Police have asked people in Northern Ireland whether they would support commanders charging for more services.
The PSNI already charges for a small number of services, such as providing additional patrols at profit-making commercial events.
In conjunction with the Policing Board, the PSNI is now asking the public whether it would support widening the scope of its paid-for work.
It is one of a number of questions posed in a new consultation exercise focused on how the PSNI manages its resources in the face on ongoing budget cuts.
Chief Constable George Hamilton insisted the police would never contemplate charging for core crime-fighting services, and people would not end up paying for an officer to attend the report of a crime.
He said the police instead wanted to gauge the public view on widening the policy of charging public and commercial organisations for some ancillary services, such as reassurance patrols in certain areas.
Launching the consultation in Belfast, Mr Hamilton said he was not publicly advocating the change, rather asking for people’s opinions.
“There are a lot of police functions and there’s a reducing budget and we are asking people what is it that you would like to prioritise and how would you carve up the budget,” he said.
The chief constable stressed the issue of charging was only one of dozens of questions posed in the “stock taking” review of how police resources are allocated.
“There is a question at the end about whether or not there is an appetite for charging for policing services,” he said.
“We are not advocating for that, we are just simply saying to the public we want to share this dilemma with you and we want to take your views on the way forward on how policing services are delivered locally.”
He added: “It’s (charging) used in a very small number of cases and I guess the question is, is there an appetite to extend that?”
The 1999 Patten report on reforming police recommended giving local councils the power to raise additional ratepayer funds to pay for added policing services in their respective districts.
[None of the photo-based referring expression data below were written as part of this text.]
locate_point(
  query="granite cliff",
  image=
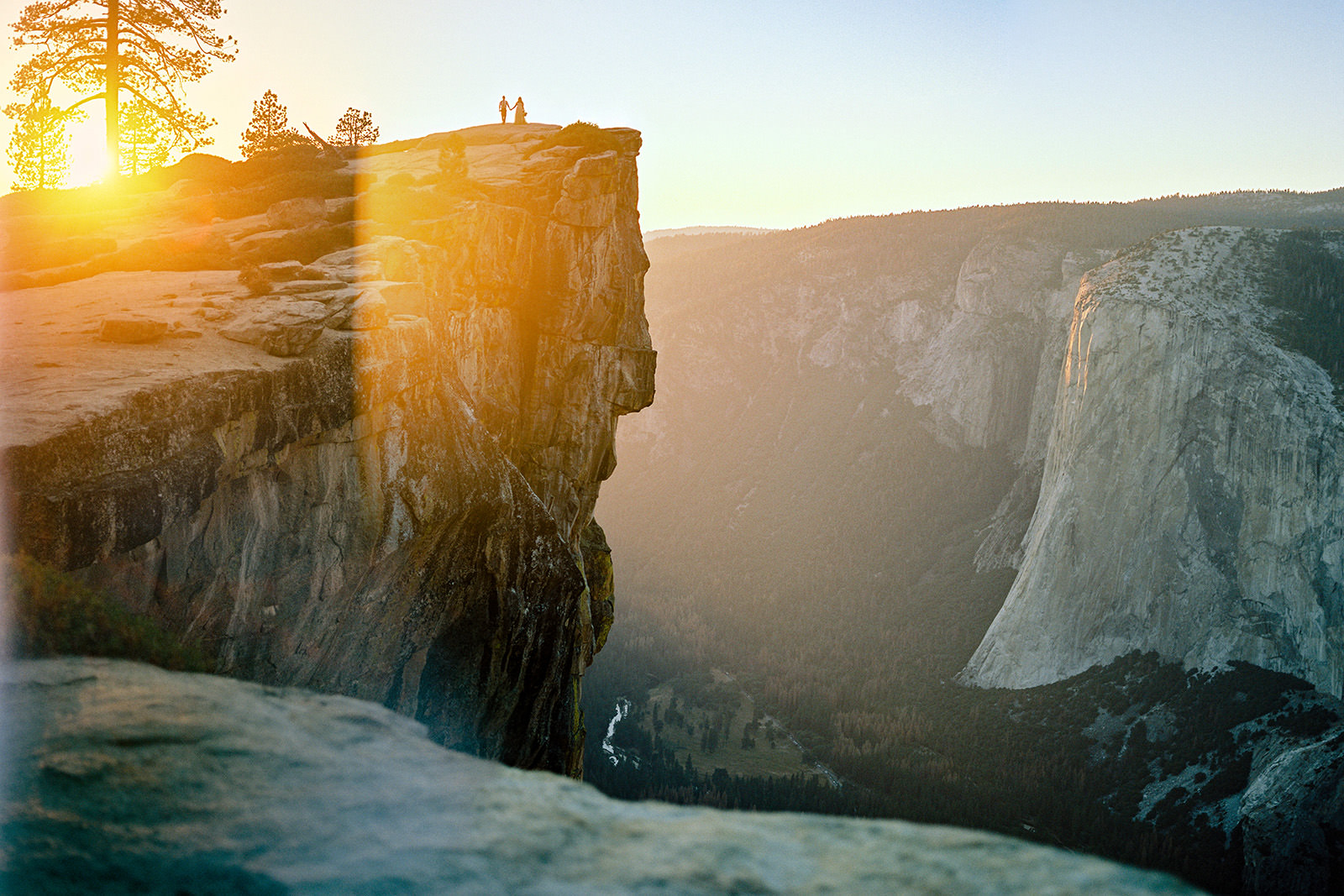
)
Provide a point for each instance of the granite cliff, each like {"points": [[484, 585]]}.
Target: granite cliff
{"points": [[880, 439], [1191, 500], [367, 463], [134, 779]]}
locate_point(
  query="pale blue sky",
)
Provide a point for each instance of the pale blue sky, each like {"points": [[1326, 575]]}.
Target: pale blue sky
{"points": [[786, 113]]}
The measure was never rolled out.
Mr Hamilton said he had a personal view on the issue but declined to share it, insisting to do so would “contaminate” what needed to be an open and objective consultation.
The 10-week exercise uses an interactive online tool to allow people to select what they view as policing priorities in their area.
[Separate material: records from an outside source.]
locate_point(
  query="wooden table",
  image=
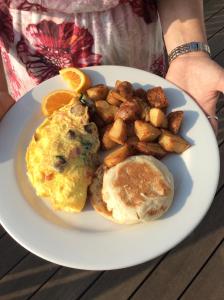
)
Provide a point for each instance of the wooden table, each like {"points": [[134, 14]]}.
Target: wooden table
{"points": [[193, 270]]}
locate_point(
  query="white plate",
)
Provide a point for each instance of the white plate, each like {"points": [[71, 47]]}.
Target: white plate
{"points": [[87, 240]]}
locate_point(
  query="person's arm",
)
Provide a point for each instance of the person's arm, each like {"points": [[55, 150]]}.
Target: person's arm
{"points": [[182, 22], [6, 100]]}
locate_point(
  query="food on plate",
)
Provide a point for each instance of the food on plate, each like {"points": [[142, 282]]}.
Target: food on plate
{"points": [[158, 118], [128, 111], [130, 184], [107, 143], [157, 98], [141, 93], [146, 132], [112, 99], [117, 155], [118, 131], [95, 194], [125, 89], [57, 99], [61, 157], [98, 92], [76, 79], [175, 119], [106, 111], [173, 143], [139, 189], [153, 149]]}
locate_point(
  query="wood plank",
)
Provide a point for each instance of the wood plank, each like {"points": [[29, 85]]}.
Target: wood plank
{"points": [[66, 284], [120, 284], [211, 7], [215, 23], [11, 254], [2, 230], [209, 283], [174, 273], [26, 278]]}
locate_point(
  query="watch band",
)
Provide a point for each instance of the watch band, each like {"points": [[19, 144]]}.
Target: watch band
{"points": [[186, 48]]}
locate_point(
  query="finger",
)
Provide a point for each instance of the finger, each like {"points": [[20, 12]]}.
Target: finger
{"points": [[220, 85]]}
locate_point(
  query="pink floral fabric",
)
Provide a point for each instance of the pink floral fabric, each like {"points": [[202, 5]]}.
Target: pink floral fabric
{"points": [[39, 37]]}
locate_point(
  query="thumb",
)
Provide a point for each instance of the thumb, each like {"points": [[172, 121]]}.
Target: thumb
{"points": [[220, 83]]}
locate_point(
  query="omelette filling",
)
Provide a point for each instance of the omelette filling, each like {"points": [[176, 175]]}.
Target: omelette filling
{"points": [[61, 157]]}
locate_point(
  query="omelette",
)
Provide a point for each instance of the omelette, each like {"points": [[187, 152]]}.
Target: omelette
{"points": [[61, 157]]}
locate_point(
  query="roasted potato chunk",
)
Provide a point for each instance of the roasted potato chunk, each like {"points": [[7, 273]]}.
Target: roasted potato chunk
{"points": [[145, 131], [142, 106], [153, 149], [125, 89], [107, 143], [112, 99], [106, 111], [117, 156], [158, 118], [175, 119], [128, 111], [130, 129], [98, 92], [173, 143], [146, 114], [118, 132], [157, 98], [141, 93], [117, 96], [132, 142], [117, 84]]}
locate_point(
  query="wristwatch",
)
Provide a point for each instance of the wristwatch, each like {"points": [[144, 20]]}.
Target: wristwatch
{"points": [[188, 47]]}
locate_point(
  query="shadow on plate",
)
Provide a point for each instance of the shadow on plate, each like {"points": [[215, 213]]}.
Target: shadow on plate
{"points": [[183, 183]]}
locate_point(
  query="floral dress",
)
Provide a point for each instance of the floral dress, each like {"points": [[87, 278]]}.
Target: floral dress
{"points": [[39, 37]]}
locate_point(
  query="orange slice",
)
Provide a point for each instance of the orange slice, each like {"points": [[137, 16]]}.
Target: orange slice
{"points": [[56, 100], [76, 79]]}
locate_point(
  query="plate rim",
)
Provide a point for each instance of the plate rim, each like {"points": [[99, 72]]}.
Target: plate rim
{"points": [[141, 260]]}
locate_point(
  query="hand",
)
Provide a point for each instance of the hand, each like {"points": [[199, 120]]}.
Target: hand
{"points": [[6, 101], [201, 77]]}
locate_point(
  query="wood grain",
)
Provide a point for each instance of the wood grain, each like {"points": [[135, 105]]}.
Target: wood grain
{"points": [[172, 276], [209, 283]]}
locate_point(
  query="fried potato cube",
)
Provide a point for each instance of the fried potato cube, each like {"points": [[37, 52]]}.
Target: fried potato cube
{"points": [[158, 118], [175, 119], [141, 93], [117, 96], [117, 156], [107, 143], [118, 132], [125, 89], [157, 98], [146, 114], [128, 111], [173, 143], [153, 149], [130, 130], [117, 83], [143, 105], [98, 92], [145, 131], [106, 111], [132, 141], [112, 99]]}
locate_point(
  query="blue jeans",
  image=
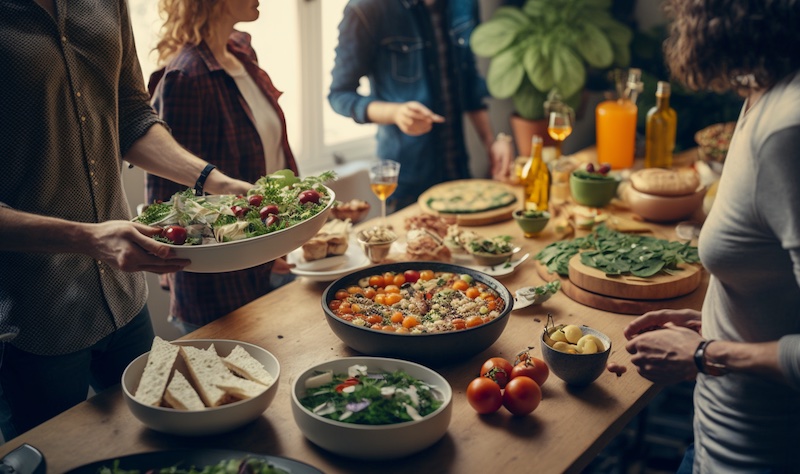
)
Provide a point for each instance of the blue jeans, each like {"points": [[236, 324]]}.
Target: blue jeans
{"points": [[39, 387]]}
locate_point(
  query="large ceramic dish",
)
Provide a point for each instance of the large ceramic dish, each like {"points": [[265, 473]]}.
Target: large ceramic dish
{"points": [[370, 441], [431, 347], [246, 253], [210, 420], [186, 458]]}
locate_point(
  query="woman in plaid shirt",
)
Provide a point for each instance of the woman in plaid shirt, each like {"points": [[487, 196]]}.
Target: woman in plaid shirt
{"points": [[221, 106]]}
Mr Hamilton said the exercise was a response to the changing nature of policing in the last decade, with acquisitive crimes such as theft on the decrease but officers having to deal with many more vulnerability and health-related cases.
He noted that his officers respond to 150 mental health-linked incidents each day.
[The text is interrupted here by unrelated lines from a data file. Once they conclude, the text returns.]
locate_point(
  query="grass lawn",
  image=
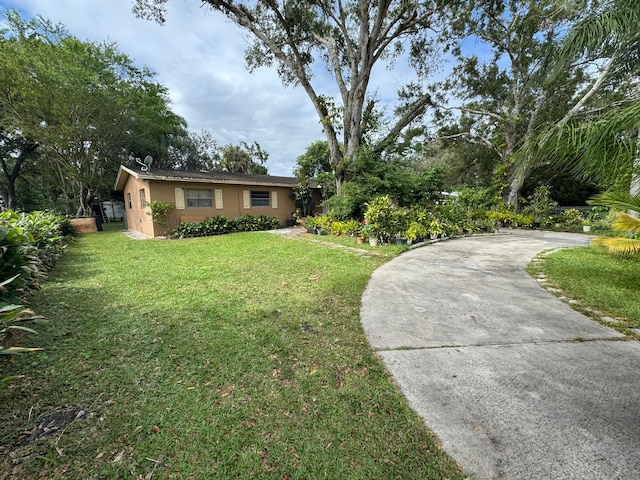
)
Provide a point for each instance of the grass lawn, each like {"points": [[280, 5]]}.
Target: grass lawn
{"points": [[601, 284], [235, 356]]}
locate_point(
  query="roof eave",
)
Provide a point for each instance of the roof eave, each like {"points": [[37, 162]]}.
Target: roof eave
{"points": [[121, 178]]}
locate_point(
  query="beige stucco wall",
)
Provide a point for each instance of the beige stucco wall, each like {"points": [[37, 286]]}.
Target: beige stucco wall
{"points": [[137, 218], [232, 204]]}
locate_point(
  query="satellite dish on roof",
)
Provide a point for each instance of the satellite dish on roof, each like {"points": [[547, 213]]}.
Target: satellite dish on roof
{"points": [[146, 163]]}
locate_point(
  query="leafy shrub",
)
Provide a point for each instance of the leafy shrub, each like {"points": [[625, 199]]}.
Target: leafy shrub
{"points": [[509, 218], [383, 219], [12, 319], [220, 225], [159, 211], [416, 231], [346, 228], [30, 245]]}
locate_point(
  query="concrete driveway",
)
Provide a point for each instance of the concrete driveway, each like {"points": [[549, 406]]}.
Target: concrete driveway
{"points": [[515, 383]]}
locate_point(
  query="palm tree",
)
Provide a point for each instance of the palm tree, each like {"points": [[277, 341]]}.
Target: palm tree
{"points": [[598, 138], [624, 222]]}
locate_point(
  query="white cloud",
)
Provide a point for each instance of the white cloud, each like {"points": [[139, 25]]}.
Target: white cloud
{"points": [[199, 56]]}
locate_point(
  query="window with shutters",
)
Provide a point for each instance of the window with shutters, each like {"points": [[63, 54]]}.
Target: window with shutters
{"points": [[259, 198], [198, 198]]}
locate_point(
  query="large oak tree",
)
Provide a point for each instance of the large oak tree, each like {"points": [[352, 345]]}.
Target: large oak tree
{"points": [[350, 37]]}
Mr Hamilton said cyber-crime also now takes up many hours that were traditionally spent on the beat.
In light of the changing landscape, Mr Hamilton said it was necessary to assess what the public priorities were.
“We now have to consider how we can future-proof our service so that we can continue to deliver for our local communities,” he said.
Chair of the Northern Ireland Policing Board, Anne Connolly, said: “It is important that the public have an opportunity to contribute to the discussion on the future delivery of their policing service and better understand the types of issues that the PSNI is facing in deciding where and how resources are used.”